German authorities are now investigating this scheme as investment fraud. It involves the misuse of the pensions and savings of in excess of 1,800 Irish people and it was clearly a scam. As I said, these are ordinary people, not with hundreds of thousands of euro but €20,000, €30,000 or €40,000 to invest in pensions. It is unlikely that these people will ever see the full value of their money - for some their entire life savings - and that is heartbreaking for them.

With Ireland in many ways the nerve centre of this scheme, which has ripped off more than 20,000 people and their savings worldwide, there are questions that need to be answered. In 2016, Wealth Options was contacted by the Central Bank and asked to provide details of the products, in particular, these loan notes, it was selling. In other words, the Central Bank was aware of the risks as far back as 2016 - indeed, it was reported at that time - of these high-risk, unregulated products that were compromising peoples' pensions and savings. Why was no action taken? Why did the Central Bank not alert people in terms of a notice on its website that there was an issue here? It was even after this time that the sales of these loan notes went through the roof, with the directors of Wealth Options paying themselves more than €4 million in 2018 and 2019 when the Ponzi scheme was clearly unravelling.

At its heart this scandal is regulatory failure of a dramatic nature.
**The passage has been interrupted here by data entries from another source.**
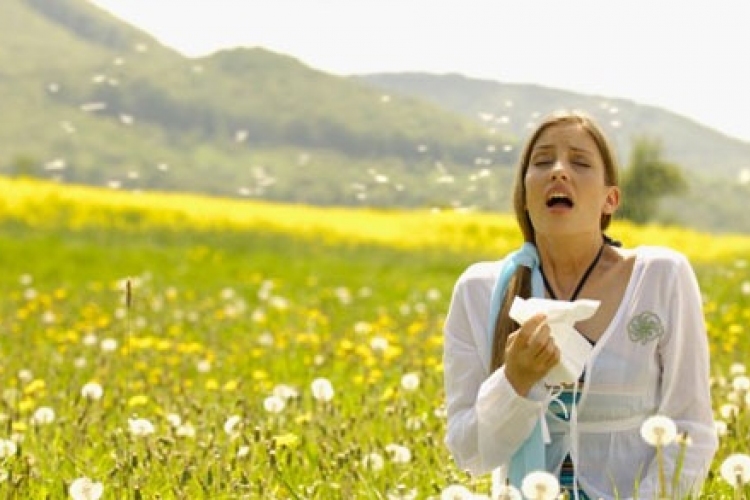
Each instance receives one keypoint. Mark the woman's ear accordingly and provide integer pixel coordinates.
(612, 201)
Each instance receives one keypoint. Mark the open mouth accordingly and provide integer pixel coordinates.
(559, 200)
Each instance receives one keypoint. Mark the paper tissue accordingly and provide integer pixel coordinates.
(561, 316)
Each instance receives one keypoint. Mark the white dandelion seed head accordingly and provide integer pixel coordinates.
(410, 381)
(658, 430)
(456, 492)
(373, 461)
(728, 411)
(741, 383)
(285, 392)
(274, 404)
(540, 485)
(44, 415)
(140, 427)
(737, 369)
(185, 430)
(322, 389)
(721, 428)
(232, 424)
(92, 391)
(8, 448)
(108, 345)
(379, 344)
(174, 419)
(84, 488)
(398, 454)
(735, 469)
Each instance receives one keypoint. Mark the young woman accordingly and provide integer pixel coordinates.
(649, 346)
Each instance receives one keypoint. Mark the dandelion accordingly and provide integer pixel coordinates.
(108, 345)
(410, 382)
(373, 461)
(322, 389)
(8, 448)
(44, 415)
(274, 404)
(140, 427)
(92, 391)
(232, 424)
(185, 430)
(507, 492)
(735, 469)
(399, 454)
(84, 488)
(659, 431)
(401, 492)
(540, 485)
(456, 492)
(379, 344)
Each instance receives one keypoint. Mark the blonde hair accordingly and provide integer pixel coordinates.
(520, 282)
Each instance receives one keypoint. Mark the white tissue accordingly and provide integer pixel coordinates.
(561, 316)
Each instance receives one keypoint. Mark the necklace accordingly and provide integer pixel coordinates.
(580, 283)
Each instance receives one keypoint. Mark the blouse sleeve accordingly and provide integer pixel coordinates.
(686, 394)
(487, 419)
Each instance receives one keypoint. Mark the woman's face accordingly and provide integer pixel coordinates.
(566, 191)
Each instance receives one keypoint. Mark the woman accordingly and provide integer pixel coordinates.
(649, 346)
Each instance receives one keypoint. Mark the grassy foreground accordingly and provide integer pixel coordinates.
(264, 351)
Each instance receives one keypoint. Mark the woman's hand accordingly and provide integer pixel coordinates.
(529, 354)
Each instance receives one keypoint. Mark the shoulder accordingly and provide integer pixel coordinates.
(661, 256)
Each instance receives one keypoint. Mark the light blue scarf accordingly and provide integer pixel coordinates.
(530, 456)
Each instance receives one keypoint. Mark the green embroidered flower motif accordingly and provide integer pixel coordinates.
(645, 327)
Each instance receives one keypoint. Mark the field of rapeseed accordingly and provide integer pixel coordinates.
(167, 346)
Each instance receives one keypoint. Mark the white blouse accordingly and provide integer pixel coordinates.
(652, 359)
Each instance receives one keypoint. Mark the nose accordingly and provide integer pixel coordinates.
(559, 169)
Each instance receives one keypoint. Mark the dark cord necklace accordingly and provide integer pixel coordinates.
(580, 283)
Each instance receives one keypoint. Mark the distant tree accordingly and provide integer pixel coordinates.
(647, 180)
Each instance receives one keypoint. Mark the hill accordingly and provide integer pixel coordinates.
(92, 100)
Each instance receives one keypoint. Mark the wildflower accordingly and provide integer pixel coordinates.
(401, 492)
(373, 461)
(507, 492)
(379, 344)
(741, 383)
(8, 448)
(108, 345)
(410, 381)
(140, 427)
(274, 404)
(44, 415)
(232, 424)
(721, 427)
(658, 430)
(185, 430)
(398, 454)
(735, 469)
(84, 488)
(540, 485)
(285, 392)
(322, 389)
(456, 492)
(92, 391)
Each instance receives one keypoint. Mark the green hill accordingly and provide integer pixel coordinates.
(90, 99)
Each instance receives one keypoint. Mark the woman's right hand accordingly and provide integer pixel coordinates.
(530, 353)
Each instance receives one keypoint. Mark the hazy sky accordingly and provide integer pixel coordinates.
(688, 56)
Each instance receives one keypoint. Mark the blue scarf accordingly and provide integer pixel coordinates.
(530, 456)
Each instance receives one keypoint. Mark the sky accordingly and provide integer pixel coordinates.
(687, 56)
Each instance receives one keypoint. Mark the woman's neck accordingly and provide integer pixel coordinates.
(566, 260)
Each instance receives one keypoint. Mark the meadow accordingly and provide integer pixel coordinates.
(173, 346)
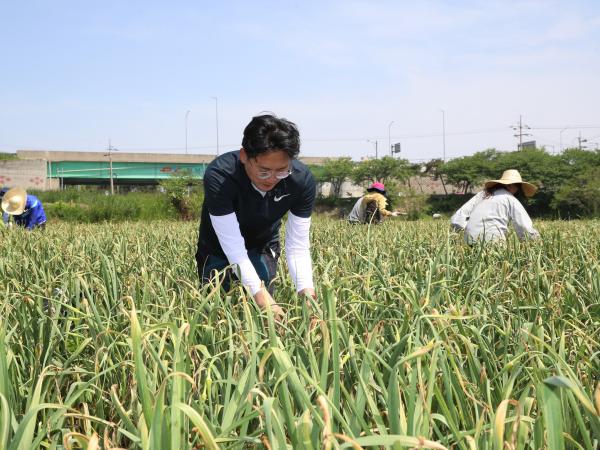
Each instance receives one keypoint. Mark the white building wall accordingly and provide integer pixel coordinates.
(28, 174)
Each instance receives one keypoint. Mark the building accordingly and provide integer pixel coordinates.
(45, 169)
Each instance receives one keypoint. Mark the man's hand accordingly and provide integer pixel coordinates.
(264, 300)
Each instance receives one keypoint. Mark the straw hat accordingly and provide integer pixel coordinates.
(13, 202)
(512, 176)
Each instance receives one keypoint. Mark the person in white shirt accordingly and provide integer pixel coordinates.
(488, 214)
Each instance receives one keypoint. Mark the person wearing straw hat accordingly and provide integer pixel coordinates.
(5, 216)
(371, 208)
(26, 209)
(488, 214)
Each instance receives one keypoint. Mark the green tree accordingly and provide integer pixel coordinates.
(382, 170)
(580, 196)
(179, 187)
(434, 169)
(468, 171)
(336, 171)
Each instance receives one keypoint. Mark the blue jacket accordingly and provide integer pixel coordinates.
(32, 216)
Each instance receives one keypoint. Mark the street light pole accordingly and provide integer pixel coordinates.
(444, 132)
(560, 137)
(217, 120)
(374, 142)
(186, 114)
(390, 139)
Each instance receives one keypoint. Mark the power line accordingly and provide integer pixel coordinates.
(520, 134)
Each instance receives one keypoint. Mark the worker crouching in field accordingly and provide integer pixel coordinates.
(26, 209)
(488, 214)
(371, 208)
(246, 194)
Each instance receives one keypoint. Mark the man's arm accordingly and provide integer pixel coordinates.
(459, 219)
(297, 250)
(521, 220)
(230, 237)
(297, 237)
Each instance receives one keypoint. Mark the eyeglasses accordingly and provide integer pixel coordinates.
(266, 174)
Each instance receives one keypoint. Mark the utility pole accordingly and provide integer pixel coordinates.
(390, 139)
(217, 120)
(444, 132)
(376, 144)
(186, 114)
(581, 147)
(520, 134)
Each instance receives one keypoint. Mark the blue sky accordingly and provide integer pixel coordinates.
(75, 74)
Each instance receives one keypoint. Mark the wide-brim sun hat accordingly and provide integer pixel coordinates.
(513, 176)
(14, 200)
(377, 187)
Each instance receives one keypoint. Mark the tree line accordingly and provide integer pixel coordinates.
(569, 182)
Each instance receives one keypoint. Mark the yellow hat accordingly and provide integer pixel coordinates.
(14, 201)
(513, 176)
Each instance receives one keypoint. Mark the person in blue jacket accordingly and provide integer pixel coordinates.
(26, 209)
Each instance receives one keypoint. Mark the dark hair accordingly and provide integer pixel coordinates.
(269, 133)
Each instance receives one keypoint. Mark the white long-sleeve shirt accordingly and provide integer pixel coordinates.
(297, 244)
(489, 218)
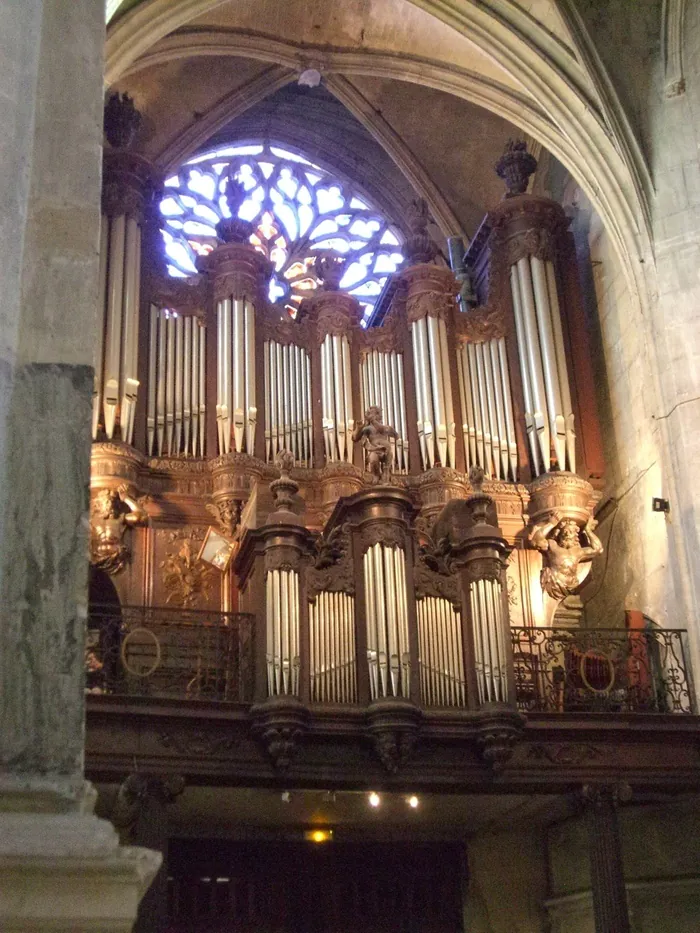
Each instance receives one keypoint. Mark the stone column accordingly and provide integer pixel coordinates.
(60, 867)
(605, 852)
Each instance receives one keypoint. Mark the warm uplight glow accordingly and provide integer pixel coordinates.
(318, 835)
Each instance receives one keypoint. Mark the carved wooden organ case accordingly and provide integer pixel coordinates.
(201, 384)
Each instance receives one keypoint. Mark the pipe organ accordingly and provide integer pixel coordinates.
(282, 643)
(176, 417)
(388, 654)
(487, 407)
(332, 648)
(381, 380)
(378, 575)
(288, 410)
(440, 652)
(127, 188)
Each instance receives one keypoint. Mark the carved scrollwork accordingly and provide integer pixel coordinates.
(484, 323)
(381, 531)
(332, 568)
(282, 557)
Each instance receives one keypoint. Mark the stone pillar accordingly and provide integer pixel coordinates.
(60, 867)
(605, 852)
(142, 804)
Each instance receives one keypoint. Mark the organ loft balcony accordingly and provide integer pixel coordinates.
(346, 542)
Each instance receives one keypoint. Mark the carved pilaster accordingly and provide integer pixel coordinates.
(605, 853)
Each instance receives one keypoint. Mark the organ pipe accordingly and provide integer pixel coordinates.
(236, 409)
(287, 397)
(282, 631)
(440, 653)
(380, 385)
(387, 621)
(487, 407)
(336, 397)
(332, 648)
(176, 410)
(549, 418)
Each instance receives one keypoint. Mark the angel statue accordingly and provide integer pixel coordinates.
(376, 439)
(111, 513)
(559, 539)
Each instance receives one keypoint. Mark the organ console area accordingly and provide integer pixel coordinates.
(220, 414)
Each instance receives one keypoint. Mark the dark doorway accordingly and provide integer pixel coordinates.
(295, 887)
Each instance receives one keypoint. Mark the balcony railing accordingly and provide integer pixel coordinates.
(162, 652)
(601, 670)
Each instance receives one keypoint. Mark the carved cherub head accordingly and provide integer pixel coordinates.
(106, 504)
(567, 533)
Wealth Options were regulated by the Central Bank and the brokers who sold the products were regulated by the Central Bank, but the products they marketed, distributed and sold are not. This is the Wild West of the financial market with no sheriff in sight and now 1,800 Irish people may not recover their pensions or life savings.

When the Government of which the Tánaiste was a member become aware of this in 2016, what actions, if any, did it take? What actions does the Government plan to take in response to this scandal today? Finally, there are hundreds of millions of euro of pensions invested in unregulated, high-risk loan note products. What action will the Government take to bring this market into the light and these products under robust regulation?